En cette année ignatienne, nous publions une série d’homélies que le Père Général Kolvenbach a prononcées à l’occasion des fêtes de saint Ignace. Dans cette homélie, le Père Kolvenbach parle de l’ordination sacerdotale de St. Ignace.
Eglise du Gesù, Rome 31 juillet 1987
Cette année, en célébrant l’Eucharistie du Seigneur en l’honneur de saint Ignace, nous devons mettre en relief un moment particulier de la vie apostolique de S. Ignace de Loyola et méditer à son sujet. il y a exactement quatre cent cinquante ans, le jour de la nativité de saint Jean-Baptiste, le 24 juin, maître Ignace et ses compagnons recevaient l’ordination sacerdotale dans une petite chapelle privée d’un palais vénitien. Cette ordination qui se déroulait selon les règles établies, baignait néanmoins dans une atmosphère particulière, tant elle était fidèle à l’esprit qui animait l’apostolat d’Ignace pèlerin laïc et qui animera aussi la mission apostolique d’Ignace prêtre, le témoignage de la gratuité.
Laïc, Ignace était déjà profondément marqué par ces mots du Seigneur: « vous avez reçu gratuitement, donnez gratuitement » (Mt 10,8). Il lui suffisait de se considérer soi-même – nous disent les Exercices Spirituels – pour y découvrir l’amour gratuit de Dieu notre Père, parce que sa vie, comme beaucoup de nos vies, méritait -je cite saint Ignace – « de nouveaux enfers pour que j’y souffre pour toujours » (Ex. Spir. 60). C’est la gratuité de l’amour de Dieu notre Père qui nous a aimés le premier alors que nous étions pécheurs. Il suffisait à S. Ignace de voir une croix du Seigneur Jésus avec le flanc transpercé pour sentir la gratuité divine de l’amour du Christ « comment, de Créateur, il en est venu à se faire homme … à mourir pour nos péchés » (Ex.
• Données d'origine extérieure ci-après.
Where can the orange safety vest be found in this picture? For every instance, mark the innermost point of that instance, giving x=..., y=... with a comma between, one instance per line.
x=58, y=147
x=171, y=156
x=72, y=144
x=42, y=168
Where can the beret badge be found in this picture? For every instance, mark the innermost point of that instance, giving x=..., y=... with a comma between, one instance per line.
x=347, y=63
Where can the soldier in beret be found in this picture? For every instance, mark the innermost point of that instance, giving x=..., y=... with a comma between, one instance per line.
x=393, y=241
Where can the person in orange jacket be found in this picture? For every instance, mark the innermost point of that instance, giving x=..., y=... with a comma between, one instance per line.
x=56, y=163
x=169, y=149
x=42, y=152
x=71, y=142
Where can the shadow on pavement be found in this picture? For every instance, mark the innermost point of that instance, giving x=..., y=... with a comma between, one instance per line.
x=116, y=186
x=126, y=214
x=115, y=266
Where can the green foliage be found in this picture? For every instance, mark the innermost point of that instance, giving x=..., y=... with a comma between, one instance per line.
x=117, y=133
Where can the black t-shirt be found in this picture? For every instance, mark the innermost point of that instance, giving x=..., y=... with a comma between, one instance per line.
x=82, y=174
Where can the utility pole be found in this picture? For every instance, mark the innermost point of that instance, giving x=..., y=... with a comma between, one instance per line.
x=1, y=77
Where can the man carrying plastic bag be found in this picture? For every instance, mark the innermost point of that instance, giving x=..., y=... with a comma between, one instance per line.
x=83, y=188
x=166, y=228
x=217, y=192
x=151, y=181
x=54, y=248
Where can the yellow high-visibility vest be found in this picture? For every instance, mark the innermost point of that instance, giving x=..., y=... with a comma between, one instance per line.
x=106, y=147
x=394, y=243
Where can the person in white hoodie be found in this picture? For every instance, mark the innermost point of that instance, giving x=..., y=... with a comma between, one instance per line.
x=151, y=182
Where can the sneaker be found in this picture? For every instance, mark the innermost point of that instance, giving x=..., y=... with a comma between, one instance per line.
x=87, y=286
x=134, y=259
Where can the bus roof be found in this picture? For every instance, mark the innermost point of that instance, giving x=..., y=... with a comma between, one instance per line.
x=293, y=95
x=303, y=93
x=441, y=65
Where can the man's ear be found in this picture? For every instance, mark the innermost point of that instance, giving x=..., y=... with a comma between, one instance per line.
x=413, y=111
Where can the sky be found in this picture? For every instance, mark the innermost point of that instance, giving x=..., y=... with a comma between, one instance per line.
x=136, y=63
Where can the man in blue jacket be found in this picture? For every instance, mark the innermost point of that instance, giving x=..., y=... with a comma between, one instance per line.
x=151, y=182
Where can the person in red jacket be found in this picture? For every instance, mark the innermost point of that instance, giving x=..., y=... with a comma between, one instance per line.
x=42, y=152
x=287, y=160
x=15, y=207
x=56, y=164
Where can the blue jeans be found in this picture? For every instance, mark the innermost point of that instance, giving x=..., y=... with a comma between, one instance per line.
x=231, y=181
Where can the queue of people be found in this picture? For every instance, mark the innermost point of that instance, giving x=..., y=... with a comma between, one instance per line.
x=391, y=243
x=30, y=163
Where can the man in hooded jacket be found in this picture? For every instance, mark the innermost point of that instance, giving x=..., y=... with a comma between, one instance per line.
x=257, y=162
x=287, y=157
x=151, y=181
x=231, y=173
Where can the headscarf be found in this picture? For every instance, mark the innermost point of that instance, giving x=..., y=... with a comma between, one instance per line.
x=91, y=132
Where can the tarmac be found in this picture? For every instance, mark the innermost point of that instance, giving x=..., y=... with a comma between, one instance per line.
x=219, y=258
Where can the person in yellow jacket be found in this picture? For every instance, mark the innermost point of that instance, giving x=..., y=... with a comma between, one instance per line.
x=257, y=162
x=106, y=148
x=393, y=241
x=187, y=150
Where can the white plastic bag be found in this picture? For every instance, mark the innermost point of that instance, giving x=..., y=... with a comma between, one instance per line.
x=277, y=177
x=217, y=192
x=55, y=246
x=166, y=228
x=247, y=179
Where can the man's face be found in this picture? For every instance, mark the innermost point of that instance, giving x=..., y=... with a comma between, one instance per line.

Spir. 53). Il suffisait à saint Ignace de considérer autour de lui la réalité des hommes et des choses de tous les jours pour y découvrir que l’Esprit – Celui qui est l’amour venant d’en haut – remplit gratuitement tout l’univers en transformant nos joies et nos peines en une grande Pâque, si notre réponse ose se revêtir de la gratuité d ‘amour « dans les actes plus que dans les paroles » (Ex. Spir. 230).
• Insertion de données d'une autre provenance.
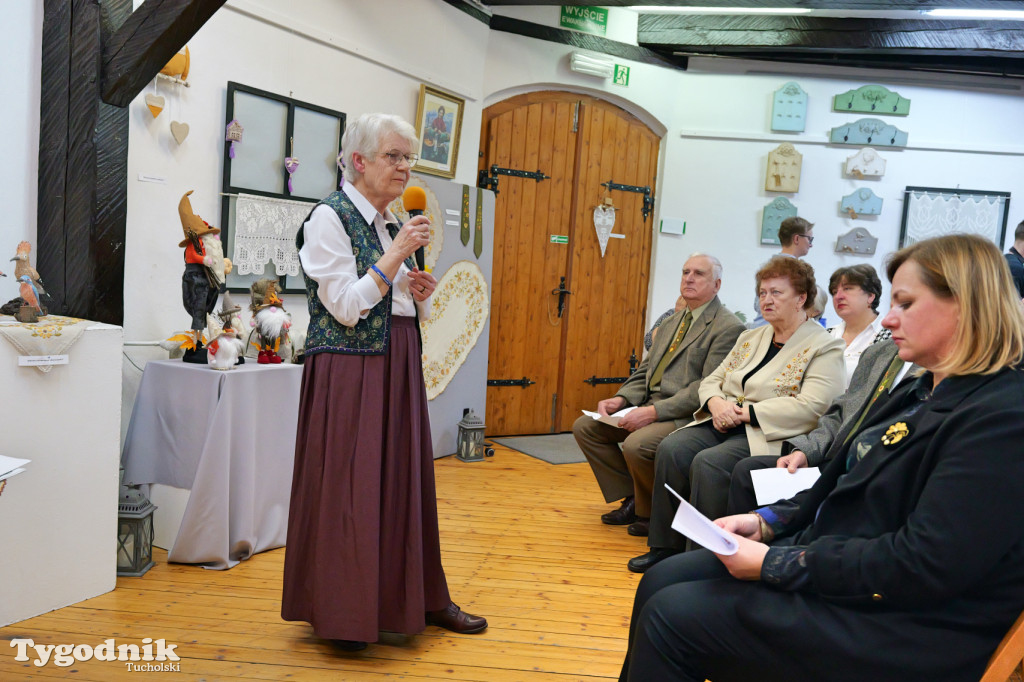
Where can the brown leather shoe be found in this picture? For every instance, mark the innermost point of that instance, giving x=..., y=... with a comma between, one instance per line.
x=622, y=516
x=639, y=527
x=456, y=620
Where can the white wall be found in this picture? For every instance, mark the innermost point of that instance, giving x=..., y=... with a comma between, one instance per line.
x=20, y=53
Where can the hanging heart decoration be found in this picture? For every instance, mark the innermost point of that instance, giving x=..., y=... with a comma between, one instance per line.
x=179, y=131
x=155, y=104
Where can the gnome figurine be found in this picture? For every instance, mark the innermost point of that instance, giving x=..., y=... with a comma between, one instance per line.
x=203, y=276
x=269, y=320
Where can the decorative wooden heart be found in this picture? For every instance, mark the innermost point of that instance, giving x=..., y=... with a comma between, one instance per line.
x=155, y=103
x=179, y=131
x=458, y=314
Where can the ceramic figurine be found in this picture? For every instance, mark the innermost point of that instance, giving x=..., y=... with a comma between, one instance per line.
x=225, y=348
x=270, y=322
x=203, y=276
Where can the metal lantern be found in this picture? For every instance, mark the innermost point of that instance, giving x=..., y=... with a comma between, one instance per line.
x=134, y=530
x=470, y=445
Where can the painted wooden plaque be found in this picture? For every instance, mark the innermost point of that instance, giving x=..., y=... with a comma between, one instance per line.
x=868, y=131
x=788, y=110
x=861, y=202
x=772, y=216
x=866, y=163
x=783, y=169
x=871, y=99
x=857, y=241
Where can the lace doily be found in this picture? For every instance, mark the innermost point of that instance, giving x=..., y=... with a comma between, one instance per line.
x=458, y=312
x=264, y=232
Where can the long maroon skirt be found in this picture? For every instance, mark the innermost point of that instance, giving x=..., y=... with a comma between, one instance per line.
x=363, y=552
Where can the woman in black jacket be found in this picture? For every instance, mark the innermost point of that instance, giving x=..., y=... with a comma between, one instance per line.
x=905, y=561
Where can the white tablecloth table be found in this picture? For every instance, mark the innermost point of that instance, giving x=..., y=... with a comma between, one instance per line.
x=229, y=438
Ce témoignage de la gratuité de Dieu qui caractérise sa vie de pèlerin laïc, S. Ignace veut le vivre en tant que prêtre itinérant. Saint Ignace ne sera donc pas ordonné prêtre pour un diocèse ou un lieu déterminé, mais pour être apostoliquement disponible au service du Vicaire du Christ sur des terres, partout au monde, où il puisse prêcher la parole de Dieu et réconcilier les hommes avec leur Sauveur, par le sacrement de la réconciliation. Leur sacerdoce, dira plus tard un compagnon, ne sera pas celui de S. Pierre, qui confirme les églises existantes dans leur communion, mais bien celui de S. Paul, qui parcourt la Terre pour annoncer le Seigneur crucifié et ressuscité là où il est inconnu, ou méconnu. C’est un sacerdoce pour la mission, caractérisé par la gratuité de cette disponibilité apostolique qui se laisse envoyer là où le Seigneur de la vigne veut avoir besoin de nos énergies, de nos richesses et même de nos faiblesses.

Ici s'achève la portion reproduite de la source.